Tia Cabral stands for a portrait in her home in Oakland, Calif., on Thursday, August 10, 2023. (Juliana Yamada/KQED)

Now, Cabral has evolved from a shy kid into a musician captivating international audiences without sacrificing her unorthodox vision. “Something that I can 100% stand by is that you can radically reshape who you are and what you want to do with fantasy,” she reflects.


During our interview on a recent afternoon, Cabral looks like a sorceress on her day off, with a Twilight Zone vortex pattern on her T-shirt and glitter on her eyelids. She’s reclining on the couch, cuddling her two rescue dogs, Chani and Cooper, in her light-filled, artfully curated Oakland loft apartment. Small piles of books sit on nearly every flat surface — science fiction by Ursula K. Le Guin, a tarot guide by Alejandro Jodorowsky and Rick Rubin’s meditation on creativity.

A young woman cuddles on the couch with her dog in a light-filled, loft-style apartment.
Tia Cabral, known as SPELLLING, sits for a portrait with her dog Chani at her home in Oakland, Calif., on Thursday, August 10, 2023. (Juliana Yamada/KQED)

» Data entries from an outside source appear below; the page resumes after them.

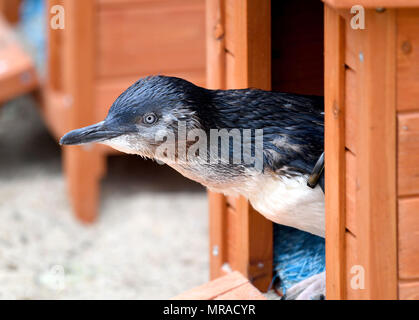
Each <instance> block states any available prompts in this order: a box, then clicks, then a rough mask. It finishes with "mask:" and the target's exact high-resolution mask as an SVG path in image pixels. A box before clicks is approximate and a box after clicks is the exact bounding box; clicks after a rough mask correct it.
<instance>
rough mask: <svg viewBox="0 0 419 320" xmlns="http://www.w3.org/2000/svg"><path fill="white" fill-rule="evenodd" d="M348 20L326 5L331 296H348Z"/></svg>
mask: <svg viewBox="0 0 419 320" xmlns="http://www.w3.org/2000/svg"><path fill="white" fill-rule="evenodd" d="M344 22H345V21H344V19H343V18H342V17H341V16H340V15H339V14H338V13H337V12H336V11H335V10H334V9H332V8H330V7H328V6H325V8H324V24H325V26H324V28H325V30H324V41H325V46H324V55H325V68H324V80H325V81H324V85H325V90H324V94H325V96H324V98H325V162H326V163H327V170H326V171H325V181H326V183H325V185H326V203H325V207H326V291H327V297H326V298H327V299H344V296H345V290H344V288H345V282H346V279H345V274H344V272H345V247H344V244H345V201H346V195H345V189H346V188H345V170H346V165H345V126H344V125H345V122H344V121H345V101H344V99H345V97H344V94H345V88H344V84H345V68H344V48H345V47H344V45H345V42H344V40H345V39H344V32H345V25H344Z"/></svg>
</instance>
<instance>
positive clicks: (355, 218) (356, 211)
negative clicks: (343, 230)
mask: <svg viewBox="0 0 419 320" xmlns="http://www.w3.org/2000/svg"><path fill="white" fill-rule="evenodd" d="M345 161H346V186H345V190H346V208H345V211H346V216H345V217H346V220H345V225H346V228H347V229H348V230H349V231H350V232H351V233H352V234H354V235H356V234H357V233H358V230H357V224H358V222H357V220H358V219H357V211H356V193H357V181H356V180H357V171H356V157H355V155H354V154H353V153H352V152H350V151H346V152H345Z"/></svg>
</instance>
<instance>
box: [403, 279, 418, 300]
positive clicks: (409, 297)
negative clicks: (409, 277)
mask: <svg viewBox="0 0 419 320" xmlns="http://www.w3.org/2000/svg"><path fill="white" fill-rule="evenodd" d="M399 299H400V300H419V281H409V282H405V281H401V282H399Z"/></svg>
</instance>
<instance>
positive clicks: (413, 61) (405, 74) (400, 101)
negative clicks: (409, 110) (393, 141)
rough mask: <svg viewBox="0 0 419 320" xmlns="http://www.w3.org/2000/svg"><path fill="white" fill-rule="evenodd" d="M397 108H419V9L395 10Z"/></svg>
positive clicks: (398, 109)
mask: <svg viewBox="0 0 419 320" xmlns="http://www.w3.org/2000/svg"><path fill="white" fill-rule="evenodd" d="M397 109H398V110H419V9H414V10H412V9H404V10H398V11H397Z"/></svg>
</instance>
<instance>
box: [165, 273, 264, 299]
mask: <svg viewBox="0 0 419 320" xmlns="http://www.w3.org/2000/svg"><path fill="white" fill-rule="evenodd" d="M253 299H257V300H262V299H265V298H264V296H263V295H262V294H261V293H260V292H259V291H258V290H257V289H256V288H255V287H254V286H252V285H251V284H250V283H249V280H248V279H246V278H245V277H244V276H243V275H242V274H241V273H240V272H237V271H235V272H231V273H229V274H227V275H225V276H223V277H220V278H218V279H215V280H213V281H210V282H207V283H205V284H203V285H201V286H199V287H196V288H193V289H191V290H188V291H186V292H183V293H181V294H179V295H178V296H176V297H174V298H173V300H253Z"/></svg>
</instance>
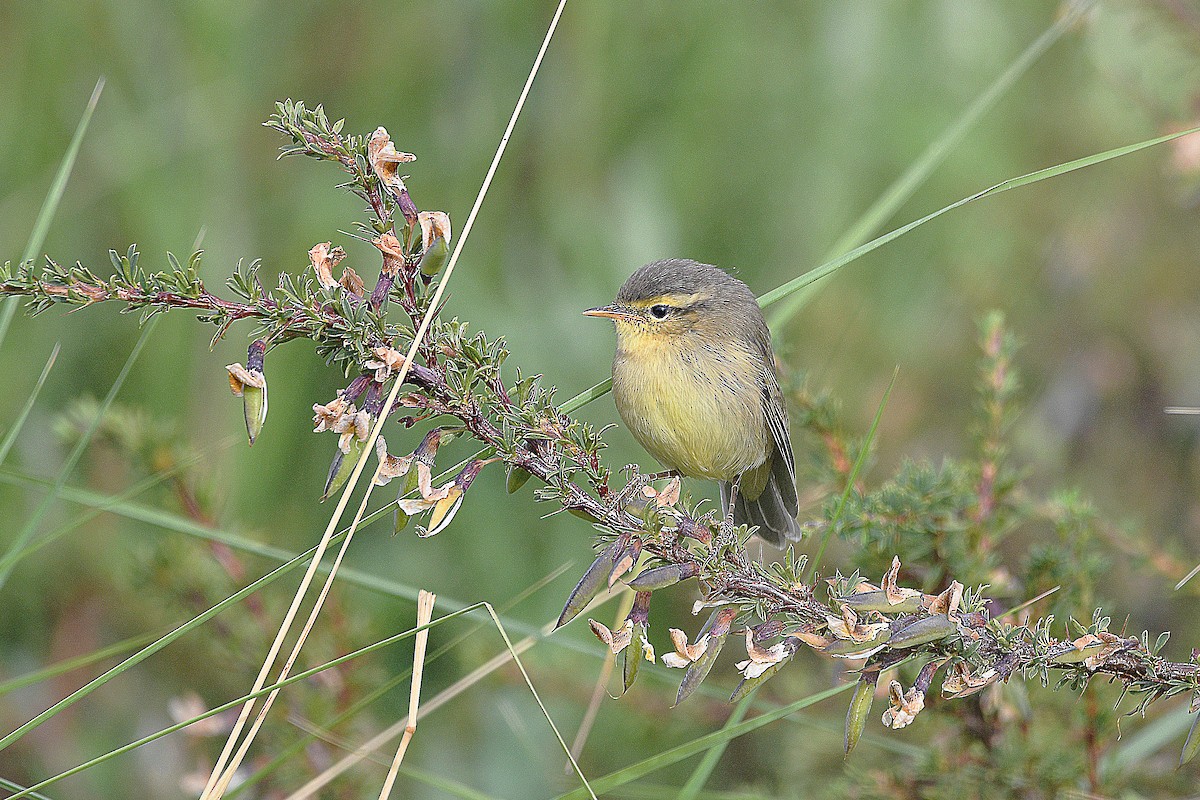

Upstairs, analog synths, guitars and a violin line the walls of Cabral’s small attic studio. Her musical ideas start here before she brings them to her ensemble, composed of string players Del Sol Quartet and Divya Farias, pianist Jaren Feeley, percussionist Patrick Shelley, bassist Giulio Xavier Cetto, guitarist Wyatt Overson and vocalists Toya Willock and Dharma Moon-Hunter. Together, the musicians interlace jazz, soul and classic rock influences, with Cabral’s eerie, minor-key synth playing enveloping their instrumentation in a spiderweb of darkness.

“She has it all in her ears, which is very cool to see. She’s very good at hearing it all already, and then telling you how she wants it to go,” says bassist Cetto, who has played with contemporary jazz stars like Theo Crocker and Kassa Overall. “I feel like there’s a whole SPELLLING sound now.”

On SPELLLING & the Mystery School, the band’s collaborative process adds dimension to the striking “Haunted Water,” whose wailing vocals and crescendo of drums conjure the restless spirits of the enslaved people who perished in the Atlantic Ocean. A teetering electric guitar melody builds suspense on “Cherry,” which Cabral reveals is about connecting with her “animalistic side,” submitting to her “desires as a woman and as a free person in this world.”

“It’s a hot girl anthem,” Cabral laughs.

Tia Cabral plays her synth as her dogs Cooper and Chani sit nearby in her studio in Oakland, Calif., on Thursday, August 10, 2023. (Juliana Yamada/KQED)

Another track reimagined on Mystery School, “Boys at School,” with its Pink Floyd-esque guitar solo, has become a rallying cry for her fans. Many of the people at SPELLLING shows are young, queer, trans, female, Black and brown, and they seem to identify deeply with the way Cabral conveys her frustration about a lifetime of feeling misunderstood. “I hate the boys at school,” sang a sold-out audience last Halloween at The Independent, letting out a howl of collective angst.

Depending on the listener, the “boys” could represent any force that keeps us down. “The whole institution — I feel like that’s what it represents,” Cabral says. “The things that feel like they have to be, for whatever reason, because of tradition or because of patriarchy as a whole — things that just go unchecked.”

And that’s the beauty of SPELLLING’s music — as if beckoning us through the looking glass, it offers us a new lens through which to examine our lives and our histories, and imagine new versions of ourselves.

Through the Looking Glass, curated by SPELLLING, Sacred Bones and Atlas Obscura, takes place Sept. 16 at Children’s Fairyland in Oakland.